The police will have to get a court order to use the spyware, and prove that the suspect is involved in a crime threatening citizens’ “life, limb or liberty”.
The malware has been developed in-house, and has been available since autumn 2015. It is supposed to be used only for so-called telecommunication surveillance at the source, i.e. to read emails, chats and wiretap phone calls made by the target via his or her computer or smartphone, and not to access files, steal passwords, or set up video or audio surveillance via the device.
It’s seems, though, that it is capable of doing all of that.
And that is what worries experts from the Chaos Computer Club (CCC), Germany’s and Europe’s largest hacker association.
Frank Rieger, a spokesman for the group, says that there aren’t many technical differences between a Trojan that can perform surveillance of digital communications and that which can set up video or audio surveillance.
Back in 2011, the CCC analyzed a government-made Trojan used by German law enforcement and discovered that it also had the ability to set up a backdoor, update its functionalities, take screenshots and activate the computer’s camera and microphone.

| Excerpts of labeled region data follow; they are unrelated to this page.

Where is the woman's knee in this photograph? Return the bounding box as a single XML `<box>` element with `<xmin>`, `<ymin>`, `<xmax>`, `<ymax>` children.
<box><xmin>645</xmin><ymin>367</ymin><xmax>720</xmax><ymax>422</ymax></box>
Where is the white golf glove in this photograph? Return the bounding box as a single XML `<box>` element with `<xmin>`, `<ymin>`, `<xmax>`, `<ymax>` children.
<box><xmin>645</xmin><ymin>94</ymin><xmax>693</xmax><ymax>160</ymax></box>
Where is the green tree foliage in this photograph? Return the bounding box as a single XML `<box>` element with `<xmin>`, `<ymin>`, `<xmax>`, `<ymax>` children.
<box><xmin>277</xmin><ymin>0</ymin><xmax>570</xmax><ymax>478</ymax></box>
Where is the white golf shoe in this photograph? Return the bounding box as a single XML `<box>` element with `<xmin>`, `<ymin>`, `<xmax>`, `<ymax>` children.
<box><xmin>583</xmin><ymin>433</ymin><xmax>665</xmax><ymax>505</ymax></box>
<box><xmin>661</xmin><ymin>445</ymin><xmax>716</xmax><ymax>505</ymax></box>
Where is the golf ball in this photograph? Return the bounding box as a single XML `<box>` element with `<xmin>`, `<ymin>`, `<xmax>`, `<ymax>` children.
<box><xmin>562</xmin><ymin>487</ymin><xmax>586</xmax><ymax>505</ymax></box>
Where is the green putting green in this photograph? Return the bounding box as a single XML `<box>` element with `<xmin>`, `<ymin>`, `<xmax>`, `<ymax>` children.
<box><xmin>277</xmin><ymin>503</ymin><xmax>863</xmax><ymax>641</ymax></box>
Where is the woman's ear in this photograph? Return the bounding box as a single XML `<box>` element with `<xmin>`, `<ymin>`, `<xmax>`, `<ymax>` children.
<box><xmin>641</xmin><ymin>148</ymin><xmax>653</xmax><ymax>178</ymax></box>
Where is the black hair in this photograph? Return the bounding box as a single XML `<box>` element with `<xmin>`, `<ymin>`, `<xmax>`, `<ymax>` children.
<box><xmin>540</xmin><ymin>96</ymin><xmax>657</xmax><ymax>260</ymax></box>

At the time, ministers of several German states admitted they used it in criminal investigations, but said it was used only to to effect telecommunication surveillance of suspects.
They claimed that the CCC analyzed the test version of the Trojan created by German firm DigiTask, which was rejected because it could be easily made to take screenshots. The latter version, they said, could only perform telecommunication surveillance.
Rieger notes that it is difficult to for law enforcement to identify, without a doubt, the device that they want to target, and the communications of other, innocent users can end up being surveilled.
He is also pointed out that the German Federal Criminal Police will likely be forced to buy vulnerability information to deploy this malware, and will not want to share vulnerability info with its citizens.
Deutschlandfunk reports (in German) that along with this in-house developed malware, the police has also ordered another spying Trojan from German-British company Elaman / Gamma International – an adaptation of the infamous FinFisher malware.